Little House, Pioneer Life, and Using a Washboard

We school year-round, and I'm already regretting not scheduling more "summery" studies that are best done here in the heat and the sunshine. We did a flower study, sure, but how great would a whole botany study have been, right there in our garden? Or a solar power study? Or some engineering, done with PVC pipes and the garden hose?

Fortunately, our pioneer study has been pretty well-timed. I know that much of Little House in the Big Woods, which we've been reading out loud to each other as part of our school mornings, takes place in the winter, but all of the pioneer skills and crafts that we've been doing together to add context to our readings make for good summertime activities.
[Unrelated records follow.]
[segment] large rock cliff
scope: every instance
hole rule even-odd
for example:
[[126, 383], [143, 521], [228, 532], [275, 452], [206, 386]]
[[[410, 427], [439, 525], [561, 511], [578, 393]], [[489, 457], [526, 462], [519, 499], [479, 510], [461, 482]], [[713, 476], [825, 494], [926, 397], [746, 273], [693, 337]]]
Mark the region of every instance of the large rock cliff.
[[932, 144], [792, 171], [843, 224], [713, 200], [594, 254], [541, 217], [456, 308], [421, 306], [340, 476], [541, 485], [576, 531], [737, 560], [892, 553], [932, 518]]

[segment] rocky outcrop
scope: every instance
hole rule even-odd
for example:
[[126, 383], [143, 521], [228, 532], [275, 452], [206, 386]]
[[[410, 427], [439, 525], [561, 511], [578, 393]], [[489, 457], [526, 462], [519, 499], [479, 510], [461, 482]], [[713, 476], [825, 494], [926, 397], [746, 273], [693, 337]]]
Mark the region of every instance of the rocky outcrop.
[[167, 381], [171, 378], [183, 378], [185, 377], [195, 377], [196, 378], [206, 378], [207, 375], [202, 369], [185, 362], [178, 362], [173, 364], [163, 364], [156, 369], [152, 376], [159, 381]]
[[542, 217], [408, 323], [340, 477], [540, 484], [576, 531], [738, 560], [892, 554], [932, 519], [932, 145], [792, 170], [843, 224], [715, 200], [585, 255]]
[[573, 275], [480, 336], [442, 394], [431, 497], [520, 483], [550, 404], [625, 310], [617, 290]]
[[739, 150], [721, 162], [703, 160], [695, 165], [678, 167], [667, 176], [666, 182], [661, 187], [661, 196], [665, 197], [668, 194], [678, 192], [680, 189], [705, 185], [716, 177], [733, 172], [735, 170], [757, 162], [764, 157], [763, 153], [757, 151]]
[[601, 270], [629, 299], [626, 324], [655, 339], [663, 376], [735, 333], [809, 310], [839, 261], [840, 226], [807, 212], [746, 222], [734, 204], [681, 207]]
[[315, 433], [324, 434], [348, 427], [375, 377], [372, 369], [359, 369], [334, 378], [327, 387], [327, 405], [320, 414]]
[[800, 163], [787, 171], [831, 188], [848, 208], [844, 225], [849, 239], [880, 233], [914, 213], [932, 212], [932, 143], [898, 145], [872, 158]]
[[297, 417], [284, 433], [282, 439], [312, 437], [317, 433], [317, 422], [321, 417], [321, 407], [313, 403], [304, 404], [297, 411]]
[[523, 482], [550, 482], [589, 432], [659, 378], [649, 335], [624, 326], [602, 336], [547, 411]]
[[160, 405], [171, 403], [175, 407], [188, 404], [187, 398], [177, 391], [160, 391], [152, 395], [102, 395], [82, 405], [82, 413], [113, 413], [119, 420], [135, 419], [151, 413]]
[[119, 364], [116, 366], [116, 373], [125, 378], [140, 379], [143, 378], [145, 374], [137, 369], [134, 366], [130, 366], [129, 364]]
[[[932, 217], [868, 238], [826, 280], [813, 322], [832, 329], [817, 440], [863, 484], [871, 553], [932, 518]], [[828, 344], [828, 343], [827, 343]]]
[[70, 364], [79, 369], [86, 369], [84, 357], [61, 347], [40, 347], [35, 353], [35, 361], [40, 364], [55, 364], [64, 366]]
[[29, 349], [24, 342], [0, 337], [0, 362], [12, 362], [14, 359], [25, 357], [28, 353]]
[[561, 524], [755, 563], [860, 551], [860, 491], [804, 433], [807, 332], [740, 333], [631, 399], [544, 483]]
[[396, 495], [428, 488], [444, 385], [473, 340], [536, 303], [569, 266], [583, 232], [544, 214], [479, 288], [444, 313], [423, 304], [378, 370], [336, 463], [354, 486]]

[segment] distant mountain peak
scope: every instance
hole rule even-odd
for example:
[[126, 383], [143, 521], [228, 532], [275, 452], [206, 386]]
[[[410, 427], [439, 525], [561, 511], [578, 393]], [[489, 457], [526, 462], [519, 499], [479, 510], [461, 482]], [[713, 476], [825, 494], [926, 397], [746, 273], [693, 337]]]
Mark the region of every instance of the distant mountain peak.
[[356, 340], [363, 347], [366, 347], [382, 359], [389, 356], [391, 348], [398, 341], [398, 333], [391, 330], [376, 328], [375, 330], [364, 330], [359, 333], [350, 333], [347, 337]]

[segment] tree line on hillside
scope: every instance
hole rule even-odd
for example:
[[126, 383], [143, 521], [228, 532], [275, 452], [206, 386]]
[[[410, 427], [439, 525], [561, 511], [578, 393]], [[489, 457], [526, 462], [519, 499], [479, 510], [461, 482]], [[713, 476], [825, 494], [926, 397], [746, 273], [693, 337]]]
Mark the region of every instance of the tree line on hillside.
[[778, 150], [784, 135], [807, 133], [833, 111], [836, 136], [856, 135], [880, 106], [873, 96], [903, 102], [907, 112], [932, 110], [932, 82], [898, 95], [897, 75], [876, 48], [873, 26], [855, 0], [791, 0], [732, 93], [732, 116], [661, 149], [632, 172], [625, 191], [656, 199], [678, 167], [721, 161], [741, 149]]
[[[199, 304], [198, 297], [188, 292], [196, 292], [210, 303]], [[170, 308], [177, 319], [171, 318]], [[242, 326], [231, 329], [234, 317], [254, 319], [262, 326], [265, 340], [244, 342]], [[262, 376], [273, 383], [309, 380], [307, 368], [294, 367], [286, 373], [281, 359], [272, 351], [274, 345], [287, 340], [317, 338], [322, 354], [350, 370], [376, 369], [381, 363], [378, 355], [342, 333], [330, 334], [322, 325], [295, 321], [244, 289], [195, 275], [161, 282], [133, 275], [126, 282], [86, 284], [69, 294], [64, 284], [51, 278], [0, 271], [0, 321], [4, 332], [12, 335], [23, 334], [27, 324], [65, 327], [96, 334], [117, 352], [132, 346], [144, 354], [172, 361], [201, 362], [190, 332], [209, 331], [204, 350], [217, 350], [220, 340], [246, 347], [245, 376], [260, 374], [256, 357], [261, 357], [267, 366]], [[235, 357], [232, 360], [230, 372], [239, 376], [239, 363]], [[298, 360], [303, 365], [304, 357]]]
For instance, Syd has goofed around in the bathtub with the washboard before, but this time, with the girls REALLY using the washboard, outside is just so much better. Washboards are splashy and water is exciting, don't you know.

Since we're not exactly equipped to use a washboard exactly as the pioneers do, we first watched a video of a washboard being used at a living history park (there are actually a lot of good pioneer skills videos from Living History School, if you're interested--I'm going to be hand-grinding grain AND dying fabric using black walnuts, thanks to them). Then we headed outside with a plastic bin (what I wouldn't give for a big galvanized metal washtub!), our washboard, a chunk of Fels Naptha laundry soap, and, for the girls, one entire dirty outfit each.

Look at my hard workers washing their own clothes by hand!


And yes, Willow actually does SNARL at her sister in this video. My children are mostly feral, I'm afraid:


When each article of clothing was clean, the kiddo wrung it out, laid it flat on the deck and sprayed it down to rinse it, wrung it out again, and hung it on our backyard clothesline. When they were dry, we checked them out--Sydney didn't do a great job on her outfits and they were sent inside to be washed the conventional way, but Miss Willow found herself with a perfectly clean, spic-and-span, washed by means of her own muscle outfit to put on and pose in:
That's a Momma-made tank top there!

And later that day, when baking (and liberal tasting, apparently) caused her to get chocolate just all over her shirt, I sent her outside, where the washboard and bin and soap remained, to hand-wash that shirt all over again and hang it up to dry. 

It sort of made me idly wonder exactly how cruel and unusual it would be to have each child wash her own clothes by hand every day. I mean, just one day's worth saved me from having to wash the same shirt twice, AND stain-treating it for chocolate!